How to properly match bit growth of a FIR filter with a reference value

Question

I am trying to implement a chain of CIC/FIR filters on an ZYNQ FPGA. Using the Xilinx FIR compiler works fine so far but I am unable to properly get all the math.

At the moment I have 2 chains of filters:

• $5\times$ downsampling, passband $12.5\text{MHz}$:
  → FIR filter 2, 5x downsampling, input 17.7.0, output 17.7

• $625\times$ downsampling, passband $100\text{kHz}$:

  → CIC filter, $25\times$ downsampling, input 14 bit, output 16 bit

  → Compensation FIR filter, no downsampling, input 17.7, output 17.7

  → FIR filter 1, $5\times$ downsampling, input 17.7.0, output 17.7

  → FIR filter 2, $5\times$ downsampling, input 17.7.0, output 17.7

I have a 14 bit, $20\text{kHz}$ signal that I feed into both chains:

• If I feed it into the first chain I sign extend the 14bit value to 17bits and add 7 zero-bits at the end (.7). I get a nice output that wins me one bit.

• If I feed the signal into the second chain I directly feed the 14bit signal into the CIC filter and left-shift the output signal to only keep the 16 MSBs. I then sign extend that 16bit value to 17bit (yes I could have also just kept the first 17bits of the CIC return value, if that would be better, please tell me) and add 7 zero-bits at the end (.7) as well. The filters win me 1-2 bit until the output of the "FIR filter 1" but at the output of the "FIR filter 2" I have an output where I lost 8bit (upper 8 non-sign bits are 0). This is the exact same FIR filter that gives me +1 bit in the first ($5\times$ downsampling) chain ... This broken chain also seems to have a lot of jitter after one period ... (I can exclude overflows as the source of error as the Xilinx FIR compiler guarantees no overflows).

How can this be, what am I missing?

In the same question I would like to ask:

Let's assume all the chains finally work properly. I then will have different bit growth. Initially I knew that 14bit correspond to $2.2\text{Vpp}$ which means that 12.86bits correspond to $1\text{V}$. But now I suddenly have a 17.7bit output. How do I know where my $1\text{V}$ reference level is now? Because it has shifted some. I am quite sure that accounting just for the DC gain yields wrong results.

My waveforms:

Output $5\times$ chain:

Chain $625\times$:

I am very grateful for any hints and will gladly add more information if some more is required.

Answer 1

I've worked a lot with FIR and IIR filters in FPGAs, here are a few pointers

1 - Keep track of your bits and their respective weights.

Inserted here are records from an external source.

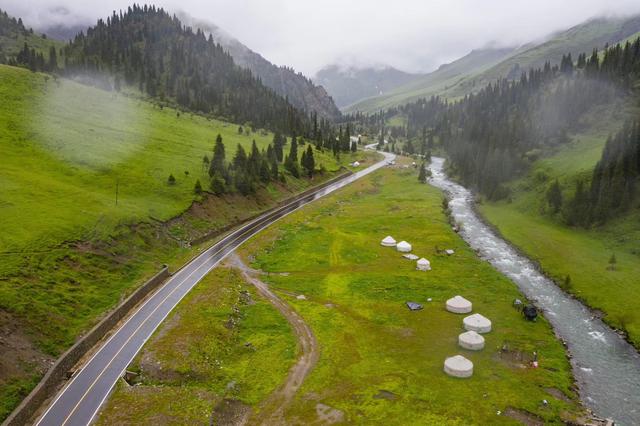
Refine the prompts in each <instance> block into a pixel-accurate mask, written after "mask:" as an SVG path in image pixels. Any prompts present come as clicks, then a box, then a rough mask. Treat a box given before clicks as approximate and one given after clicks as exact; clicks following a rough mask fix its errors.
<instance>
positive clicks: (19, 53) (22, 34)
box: [0, 9, 58, 72]
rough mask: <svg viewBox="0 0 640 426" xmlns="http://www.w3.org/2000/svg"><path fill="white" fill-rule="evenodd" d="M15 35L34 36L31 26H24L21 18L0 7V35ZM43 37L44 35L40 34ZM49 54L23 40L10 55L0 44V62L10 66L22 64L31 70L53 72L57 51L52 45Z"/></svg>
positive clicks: (16, 35) (54, 70)
mask: <svg viewBox="0 0 640 426" xmlns="http://www.w3.org/2000/svg"><path fill="white" fill-rule="evenodd" d="M17 35H22V36H24V37H29V36H34V32H33V29H32V28H28V29H27V28H26V27H25V26H24V23H23V22H22V19H21V18H18V19H16V18H13V17H10V16H9V15H8V14H7V12H5V11H3V10H1V9H0V37H6V38H16V37H17ZM42 37H43V38H45V36H44V35H43V36H42ZM48 53H49V56H47V57H45V55H44V54H43V53H42V52H39V51H36V49H34V48H30V47H29V46H28V44H27V43H26V42H25V43H24V45H23V46H22V49H21V50H20V51H18V52H17V54H14V55H10V54H9V53H8V52H5V51H4V49H3V48H2V46H0V64H8V65H12V66H22V67H25V68H29V69H30V70H32V71H46V72H55V71H57V70H58V60H57V56H58V52H57V51H56V48H55V47H54V46H51V47H50V48H49V52H48Z"/></svg>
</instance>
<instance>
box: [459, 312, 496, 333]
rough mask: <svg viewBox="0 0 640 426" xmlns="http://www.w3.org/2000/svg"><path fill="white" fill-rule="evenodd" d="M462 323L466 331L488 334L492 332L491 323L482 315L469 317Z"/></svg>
mask: <svg viewBox="0 0 640 426" xmlns="http://www.w3.org/2000/svg"><path fill="white" fill-rule="evenodd" d="M462 322H463V323H464V328H465V330H470V331H475V332H476V333H488V332H490V331H491V321H489V319H488V318H485V317H483V316H482V315H480V314H473V315H469V316H468V317H465V319H464V320H463V321H462Z"/></svg>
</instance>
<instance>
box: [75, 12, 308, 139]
mask: <svg viewBox="0 0 640 426" xmlns="http://www.w3.org/2000/svg"><path fill="white" fill-rule="evenodd" d="M65 75H69V76H75V75H77V76H79V77H80V78H83V79H86V78H87V77H89V78H90V79H91V80H92V81H94V82H96V84H102V85H105V86H107V87H108V86H110V85H111V84H113V88H114V89H115V90H116V91H117V90H120V89H121V88H123V87H124V88H130V89H134V90H135V89H137V90H139V91H142V92H144V93H145V94H147V95H148V96H150V97H153V98H157V99H159V100H160V101H167V102H172V103H176V104H177V105H179V106H181V107H182V108H186V109H189V110H191V111H196V112H200V113H204V114H209V115H213V116H215V117H219V118H225V119H227V120H229V121H234V122H237V123H249V124H251V125H252V126H254V127H258V128H260V127H262V128H269V129H271V130H277V131H281V132H284V133H286V134H298V135H300V134H304V132H305V126H306V125H308V117H307V116H306V115H305V114H303V113H302V112H300V111H299V110H296V109H295V108H294V107H293V106H292V105H291V104H290V103H289V102H287V101H286V100H285V99H284V98H282V97H281V96H279V95H277V94H276V93H275V92H274V91H273V90H271V89H269V88H267V87H266V86H264V85H263V84H262V83H261V82H260V81H259V80H258V79H256V78H255V77H254V76H253V75H252V74H251V72H250V71H248V70H246V69H243V68H240V67H238V66H237V65H236V64H235V62H234V61H233V58H232V57H231V56H230V55H229V54H228V53H227V52H226V51H225V50H224V49H223V48H222V46H220V45H219V44H217V43H215V42H214V41H213V39H212V37H211V36H209V38H207V37H206V36H205V34H204V33H203V32H202V31H201V30H198V31H196V32H194V31H193V30H192V29H191V27H185V26H183V24H182V22H181V21H180V20H179V19H178V18H177V17H175V16H173V17H172V16H170V15H169V14H168V13H167V12H165V11H164V10H163V9H161V8H156V7H155V6H151V7H148V6H146V5H145V6H144V7H140V6H137V5H134V6H133V7H129V8H128V9H127V11H126V12H125V13H122V12H121V13H120V14H116V13H115V12H114V13H113V15H111V16H110V17H108V18H107V20H106V22H105V21H103V20H102V19H100V20H98V22H97V24H96V25H95V26H94V27H92V28H89V29H88V30H87V33H86V35H84V34H82V33H81V34H79V35H78V36H76V38H75V39H74V40H73V42H71V44H70V45H69V46H66V47H65ZM112 82H113V83H112Z"/></svg>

2 - Keep track of your filter gain and the number of bits for the coefficients. For example, assume you have a 14-bit signed input. Your input can go from +16383 to -16384. Now you filter it in a 17-taps FIR low-pass filter (for example), its DC gain should be '1'. Assuming 16-bit coefficients, and no coefficient greater than or equal to '1', the sum of the coefficients should be 32768 (2^15). It could be slightly smaller, it doesn't really matter, especially if you round the output. However, it is possible, that because of the scaling, the sum of the coefficients could be 32769, 32770, etc. In this case your DC gain would be slightly bigger than unity and you will likely need guard bits.

3 - Assuming there can be no overflow at the output of the filters, now you need to determine how many "fractional bits" you need to keep. There are no simple answers. Assuming no decimation, it could be a good idea to keep the output format the same as the input. For example, 14-bit input with 1 sign-bit ---> 14-bit ouput with 1 sign bit. However, please round the data before truncating, otherwise you could insert some DC offset or other unpleasantness.

4 - If you decimate, one of the reasons why could be to increase the resolution of your data, in this case your output should have more fractional bits than your input.

5 - If your filters have a gain higher than 1 (on purpose, not because of quantization), such a resonant IIR filter, you will need to implement the appropriate number of guard bits. For example, you add a 20 dB-gain at a certain frequency, you will need 4 additional guard bits at the output.